De la Cité Du port des Eaux Claires à la Cité Sans Hiver, il y avait quatre à cinq jours de bateau, ce qui était plutôt pénible. Pourtant, le visage de l’officier ne reflétait aucune trace d’épuisement. Au contraire, son regard était plein d’énergie et d’esprit combattant.
– « Très bien », acquiesça Roland d’un ton rassurant. « Je pense que vous connaissez déjà les plans de combat de la Cité Sans Hiver ? »
– « J’ai entendu Brian en parler », répondit Hache-De-Fer. « La Première Armée prendra deux routes différentes, l’une à l’Est, l’autre à l’Ouest et regagnera Graycastle avant de passer la frontière pour frapper la Cité de Lumière. Cependant, quelque chose m’échappe. Si Brian est supposé me remplacer au Port des Eaux Claires pour protéger Mlle Echo, qui se chargera du front Est ? »
De toute évidence, avant même de savoir qui serait chargé de cette mission, Hache-De-Fer se voyait déjà diriger l’offensive principale.

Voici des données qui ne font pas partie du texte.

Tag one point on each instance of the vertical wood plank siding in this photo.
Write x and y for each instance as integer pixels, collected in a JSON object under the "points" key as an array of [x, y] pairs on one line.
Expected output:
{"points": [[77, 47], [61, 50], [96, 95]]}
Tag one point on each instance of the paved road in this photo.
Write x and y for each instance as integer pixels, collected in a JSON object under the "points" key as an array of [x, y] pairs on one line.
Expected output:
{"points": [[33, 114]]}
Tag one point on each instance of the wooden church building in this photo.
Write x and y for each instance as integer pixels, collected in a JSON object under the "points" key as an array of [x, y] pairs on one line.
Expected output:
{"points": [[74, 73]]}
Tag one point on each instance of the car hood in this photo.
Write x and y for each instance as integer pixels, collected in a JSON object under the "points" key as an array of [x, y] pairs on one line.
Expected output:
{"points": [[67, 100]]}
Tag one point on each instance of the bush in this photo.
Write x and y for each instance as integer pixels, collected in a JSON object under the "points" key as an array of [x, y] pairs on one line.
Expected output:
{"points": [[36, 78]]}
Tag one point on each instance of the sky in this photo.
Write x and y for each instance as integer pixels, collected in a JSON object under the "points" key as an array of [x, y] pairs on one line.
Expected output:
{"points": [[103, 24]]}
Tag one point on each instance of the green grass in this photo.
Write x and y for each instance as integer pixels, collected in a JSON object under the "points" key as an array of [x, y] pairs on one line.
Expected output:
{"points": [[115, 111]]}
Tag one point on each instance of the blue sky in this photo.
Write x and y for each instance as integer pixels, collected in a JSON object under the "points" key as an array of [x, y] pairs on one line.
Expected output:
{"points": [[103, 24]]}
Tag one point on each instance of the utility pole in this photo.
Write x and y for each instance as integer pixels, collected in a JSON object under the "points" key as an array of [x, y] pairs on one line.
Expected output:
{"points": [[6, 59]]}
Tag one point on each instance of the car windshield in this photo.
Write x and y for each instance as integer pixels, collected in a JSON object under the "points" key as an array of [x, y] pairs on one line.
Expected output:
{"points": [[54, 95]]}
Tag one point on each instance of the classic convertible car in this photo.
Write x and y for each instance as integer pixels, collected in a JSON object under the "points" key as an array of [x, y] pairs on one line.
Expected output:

Roland ne put s’empêcher de sourire :
– « Brian manque encore d’expérience », dit-il. « Certes, il peut diriger une garnison, cependant, il pourrait être sujet à des accidents s’il s’occupait seul de toute une armée. C’est donc vous qui dirigerez les troupes chargées du Front Est. »
– « Mais… et le front Ouest ? » Demanda l’officier, stupéfait.
– « Je m’en chargerai personnellement », répondit calmement Roland.